Hi,
Let say I already have a DoFn<InputT, OutputT> subclass MyFn from some
InputT and OutputT in my dataflow code library and I am writing a pipeline
that deals with KV<K, InputT> elements and I would like to MyFn to those
elements. I'd like to minimise boilerplate so I'm tempted to write a
composite transform or combinator that applies a DoFn to the values in a KV.
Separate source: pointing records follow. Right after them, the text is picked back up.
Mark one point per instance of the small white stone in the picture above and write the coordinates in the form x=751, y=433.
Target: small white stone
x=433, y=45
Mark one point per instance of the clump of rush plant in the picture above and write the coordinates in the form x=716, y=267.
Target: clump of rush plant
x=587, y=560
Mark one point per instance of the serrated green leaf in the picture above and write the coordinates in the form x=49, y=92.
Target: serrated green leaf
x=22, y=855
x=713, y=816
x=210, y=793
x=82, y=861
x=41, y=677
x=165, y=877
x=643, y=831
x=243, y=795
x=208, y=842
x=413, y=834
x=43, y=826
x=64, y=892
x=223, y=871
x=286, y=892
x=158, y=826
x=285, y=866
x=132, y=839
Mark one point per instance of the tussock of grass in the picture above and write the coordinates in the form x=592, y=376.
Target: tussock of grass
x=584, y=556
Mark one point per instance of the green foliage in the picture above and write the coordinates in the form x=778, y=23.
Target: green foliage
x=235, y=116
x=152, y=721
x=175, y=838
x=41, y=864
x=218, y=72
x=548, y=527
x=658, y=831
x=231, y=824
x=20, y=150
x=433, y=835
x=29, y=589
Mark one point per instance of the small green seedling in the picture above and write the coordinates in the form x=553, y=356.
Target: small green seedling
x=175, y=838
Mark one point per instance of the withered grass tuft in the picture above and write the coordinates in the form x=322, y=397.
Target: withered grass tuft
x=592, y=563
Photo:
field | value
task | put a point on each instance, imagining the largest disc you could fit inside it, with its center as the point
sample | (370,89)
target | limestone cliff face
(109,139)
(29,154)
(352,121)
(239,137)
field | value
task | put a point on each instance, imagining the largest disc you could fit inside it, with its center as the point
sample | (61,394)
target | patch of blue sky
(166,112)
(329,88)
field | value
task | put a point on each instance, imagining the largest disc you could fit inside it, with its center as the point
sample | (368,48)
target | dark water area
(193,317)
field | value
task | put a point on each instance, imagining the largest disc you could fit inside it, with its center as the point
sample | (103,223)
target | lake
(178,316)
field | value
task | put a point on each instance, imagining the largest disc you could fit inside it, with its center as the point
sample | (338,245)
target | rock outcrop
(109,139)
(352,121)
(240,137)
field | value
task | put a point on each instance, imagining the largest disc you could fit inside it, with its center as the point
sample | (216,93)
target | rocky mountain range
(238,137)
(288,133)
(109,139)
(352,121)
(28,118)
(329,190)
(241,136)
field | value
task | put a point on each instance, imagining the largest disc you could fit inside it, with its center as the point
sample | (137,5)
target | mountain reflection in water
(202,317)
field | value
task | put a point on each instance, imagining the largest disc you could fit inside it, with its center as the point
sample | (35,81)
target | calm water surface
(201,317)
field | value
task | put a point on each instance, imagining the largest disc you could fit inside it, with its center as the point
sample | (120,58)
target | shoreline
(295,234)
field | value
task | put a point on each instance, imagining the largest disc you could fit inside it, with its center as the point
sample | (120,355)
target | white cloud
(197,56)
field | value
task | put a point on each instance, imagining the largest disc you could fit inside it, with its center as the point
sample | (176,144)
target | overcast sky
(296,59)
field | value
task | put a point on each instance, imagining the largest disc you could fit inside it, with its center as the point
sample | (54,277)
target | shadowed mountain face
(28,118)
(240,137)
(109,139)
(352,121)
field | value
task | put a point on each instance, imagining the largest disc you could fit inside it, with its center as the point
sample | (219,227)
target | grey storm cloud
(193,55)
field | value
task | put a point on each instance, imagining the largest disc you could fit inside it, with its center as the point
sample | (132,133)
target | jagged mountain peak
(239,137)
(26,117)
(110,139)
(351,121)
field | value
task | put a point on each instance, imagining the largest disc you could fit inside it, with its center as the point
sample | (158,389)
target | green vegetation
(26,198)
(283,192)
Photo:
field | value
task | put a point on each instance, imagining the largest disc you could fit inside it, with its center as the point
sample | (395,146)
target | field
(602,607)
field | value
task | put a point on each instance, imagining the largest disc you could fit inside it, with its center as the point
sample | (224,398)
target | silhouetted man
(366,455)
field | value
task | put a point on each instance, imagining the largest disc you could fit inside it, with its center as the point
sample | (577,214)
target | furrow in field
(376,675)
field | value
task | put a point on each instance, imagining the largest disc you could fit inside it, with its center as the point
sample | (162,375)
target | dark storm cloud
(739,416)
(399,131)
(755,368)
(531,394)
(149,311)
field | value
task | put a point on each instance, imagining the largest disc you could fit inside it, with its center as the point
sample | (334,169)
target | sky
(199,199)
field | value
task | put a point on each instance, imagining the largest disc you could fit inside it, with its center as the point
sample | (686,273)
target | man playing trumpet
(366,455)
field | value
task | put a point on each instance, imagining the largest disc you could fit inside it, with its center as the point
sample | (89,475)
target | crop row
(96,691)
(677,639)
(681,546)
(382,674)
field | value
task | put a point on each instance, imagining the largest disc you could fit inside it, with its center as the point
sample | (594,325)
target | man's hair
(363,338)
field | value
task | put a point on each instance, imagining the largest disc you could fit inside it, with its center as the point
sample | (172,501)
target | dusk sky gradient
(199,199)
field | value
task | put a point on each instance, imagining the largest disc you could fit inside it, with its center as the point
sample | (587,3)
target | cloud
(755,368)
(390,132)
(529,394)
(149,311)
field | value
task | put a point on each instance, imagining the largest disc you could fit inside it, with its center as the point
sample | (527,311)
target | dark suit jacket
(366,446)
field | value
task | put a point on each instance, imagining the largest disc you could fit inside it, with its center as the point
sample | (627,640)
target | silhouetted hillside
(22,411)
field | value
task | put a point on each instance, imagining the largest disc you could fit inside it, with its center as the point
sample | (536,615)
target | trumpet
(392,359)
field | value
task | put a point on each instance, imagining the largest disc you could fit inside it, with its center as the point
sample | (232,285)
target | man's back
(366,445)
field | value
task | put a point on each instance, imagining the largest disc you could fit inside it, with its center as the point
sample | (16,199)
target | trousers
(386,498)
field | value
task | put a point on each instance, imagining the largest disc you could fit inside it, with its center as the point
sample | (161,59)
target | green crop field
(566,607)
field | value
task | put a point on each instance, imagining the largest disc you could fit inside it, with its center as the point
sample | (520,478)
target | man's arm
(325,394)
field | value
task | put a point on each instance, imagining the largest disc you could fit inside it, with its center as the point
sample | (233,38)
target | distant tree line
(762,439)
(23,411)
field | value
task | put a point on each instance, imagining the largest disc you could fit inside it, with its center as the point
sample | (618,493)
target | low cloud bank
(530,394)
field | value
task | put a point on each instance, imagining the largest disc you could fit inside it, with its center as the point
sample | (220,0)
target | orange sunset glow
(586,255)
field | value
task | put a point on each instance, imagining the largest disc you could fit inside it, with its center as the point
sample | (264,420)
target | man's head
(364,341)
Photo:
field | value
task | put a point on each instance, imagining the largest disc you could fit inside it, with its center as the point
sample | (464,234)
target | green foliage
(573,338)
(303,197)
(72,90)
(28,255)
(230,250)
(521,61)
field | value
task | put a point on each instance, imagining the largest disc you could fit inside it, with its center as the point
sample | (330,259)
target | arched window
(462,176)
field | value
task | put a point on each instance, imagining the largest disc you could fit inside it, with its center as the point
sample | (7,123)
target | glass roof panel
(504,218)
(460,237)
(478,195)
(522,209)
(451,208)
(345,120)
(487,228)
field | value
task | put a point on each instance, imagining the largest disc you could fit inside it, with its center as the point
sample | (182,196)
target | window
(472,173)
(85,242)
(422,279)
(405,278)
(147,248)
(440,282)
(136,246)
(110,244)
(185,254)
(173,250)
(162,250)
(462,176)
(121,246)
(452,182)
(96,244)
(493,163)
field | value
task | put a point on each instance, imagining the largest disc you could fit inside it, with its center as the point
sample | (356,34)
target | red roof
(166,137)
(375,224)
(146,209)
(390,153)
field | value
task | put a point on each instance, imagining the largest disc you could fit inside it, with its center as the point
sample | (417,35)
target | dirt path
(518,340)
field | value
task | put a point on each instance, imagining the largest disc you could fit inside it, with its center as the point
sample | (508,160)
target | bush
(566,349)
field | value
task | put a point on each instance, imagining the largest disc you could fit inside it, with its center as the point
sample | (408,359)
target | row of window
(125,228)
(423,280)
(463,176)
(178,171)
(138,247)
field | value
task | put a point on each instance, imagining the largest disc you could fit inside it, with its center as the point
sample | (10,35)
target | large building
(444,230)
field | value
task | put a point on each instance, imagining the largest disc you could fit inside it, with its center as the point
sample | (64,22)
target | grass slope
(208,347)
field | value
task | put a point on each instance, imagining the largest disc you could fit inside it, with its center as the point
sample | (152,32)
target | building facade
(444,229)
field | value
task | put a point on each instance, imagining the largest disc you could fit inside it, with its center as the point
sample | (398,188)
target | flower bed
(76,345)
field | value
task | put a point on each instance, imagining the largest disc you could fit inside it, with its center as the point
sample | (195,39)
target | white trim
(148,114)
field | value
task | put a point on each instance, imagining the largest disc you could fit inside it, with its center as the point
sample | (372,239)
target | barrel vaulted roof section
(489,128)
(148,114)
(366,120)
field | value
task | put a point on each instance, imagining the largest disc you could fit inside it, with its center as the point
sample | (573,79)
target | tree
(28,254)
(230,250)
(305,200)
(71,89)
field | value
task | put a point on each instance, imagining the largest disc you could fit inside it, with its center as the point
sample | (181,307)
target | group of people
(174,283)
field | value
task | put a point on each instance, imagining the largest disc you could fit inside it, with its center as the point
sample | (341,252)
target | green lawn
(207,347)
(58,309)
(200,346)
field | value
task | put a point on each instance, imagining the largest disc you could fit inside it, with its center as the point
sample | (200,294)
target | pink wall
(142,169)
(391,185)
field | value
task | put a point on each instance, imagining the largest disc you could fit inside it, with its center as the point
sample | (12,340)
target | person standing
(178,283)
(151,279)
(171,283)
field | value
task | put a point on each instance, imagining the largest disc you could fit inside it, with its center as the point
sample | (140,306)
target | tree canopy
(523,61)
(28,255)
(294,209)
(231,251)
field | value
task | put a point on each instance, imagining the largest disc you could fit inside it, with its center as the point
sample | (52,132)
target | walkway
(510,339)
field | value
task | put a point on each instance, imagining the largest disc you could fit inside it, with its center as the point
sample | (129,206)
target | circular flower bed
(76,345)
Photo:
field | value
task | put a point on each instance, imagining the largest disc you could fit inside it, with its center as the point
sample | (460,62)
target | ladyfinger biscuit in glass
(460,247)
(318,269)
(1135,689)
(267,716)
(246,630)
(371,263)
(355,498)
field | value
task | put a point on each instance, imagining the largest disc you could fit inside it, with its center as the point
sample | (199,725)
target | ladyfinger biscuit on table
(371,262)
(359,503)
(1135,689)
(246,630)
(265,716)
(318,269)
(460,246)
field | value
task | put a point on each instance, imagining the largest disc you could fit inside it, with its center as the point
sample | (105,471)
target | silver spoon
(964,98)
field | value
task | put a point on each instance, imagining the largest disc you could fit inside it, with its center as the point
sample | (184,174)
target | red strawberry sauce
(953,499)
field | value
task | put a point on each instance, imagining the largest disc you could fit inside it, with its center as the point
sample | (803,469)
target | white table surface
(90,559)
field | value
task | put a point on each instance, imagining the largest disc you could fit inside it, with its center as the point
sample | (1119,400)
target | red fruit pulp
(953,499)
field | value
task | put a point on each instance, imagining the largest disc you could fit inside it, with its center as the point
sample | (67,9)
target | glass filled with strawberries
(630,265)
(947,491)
The trouble is the output of DoFn is only accessible if the context is
somehow extended to make the output accessible and in any case the context
is normally created by the DoFnRunner. The DoFn.ProcessContext is somewhat
broad since it requires various concerns to implemented such as sideInputs,
sideOutputs and windowing, which may not always be being used. There's also
no 'Adapter' abstract ProcessContext class of default method
implementations. This sets off alarm bells that perhaps I am going down the
wrong route.
So my question is how sensible is it write some kind of combinator for DoFn
instances?
To give some idea of what the combinator might look like here is a sketch
implementation:
public class ApplyToValues<K, InputT, OutputT> extends
PTransform<PCollection<KV<K, InputT>>, PCollection<KV<K, OutputT>>> {
private DoFn<KV<K,InputT>, KV<K,OutputT>> fun;
private class WrapperDoFn extends DoFn<KV<K,InputT>, KV<K,OutputT>> {
class WrapperContext extends DoFn<KV<K,InputT>,
KV<K,OutputT>>.ProcessContext {
private KV<K, OutputT> output;
public WrapperContext(DoFn<KV<K,InputT>,
KV<K,OutputT>>.ProcessContext inner) {
}
// override abstract methods
public KV<K,OutputT> getOutput() {
return output;
}
}
@Override
public void processElement(ProcessContext c) throws Exception {
WrapperContext wrapperContext = new WrapperContext(c);
fun.processElement(wrapperContext);
c.output(wrapperContext.getOutput());
}
}
public ApplyToValues(DoFn<KV<K,InputT>, KV<K,OutputT>> fun) {
this.fun = fun;
}
@Override
public PCollection<KV<K, OutputT>> apply(PCollection<KV<K, InputT>>
input) {
input.apply(ParDo.of(new WrapperDoFn()));
}
}
usage:
PCollection<KV<String, String>> pairsWithValuesInCaps =
stringPairs.apply(new ApplyToValues(new ToUpperCaseDoFn());
There's already a lot there, excluding all the abstract methods that you
would have to implement for ProcessContext. So I guess I should probably
stick with the boilerplate! Even so I curious to know what people think on
this list. Perhaps it is better to structure reusable element processors as
SerializableFunctions? I'm not sure.
Thanks,
Frank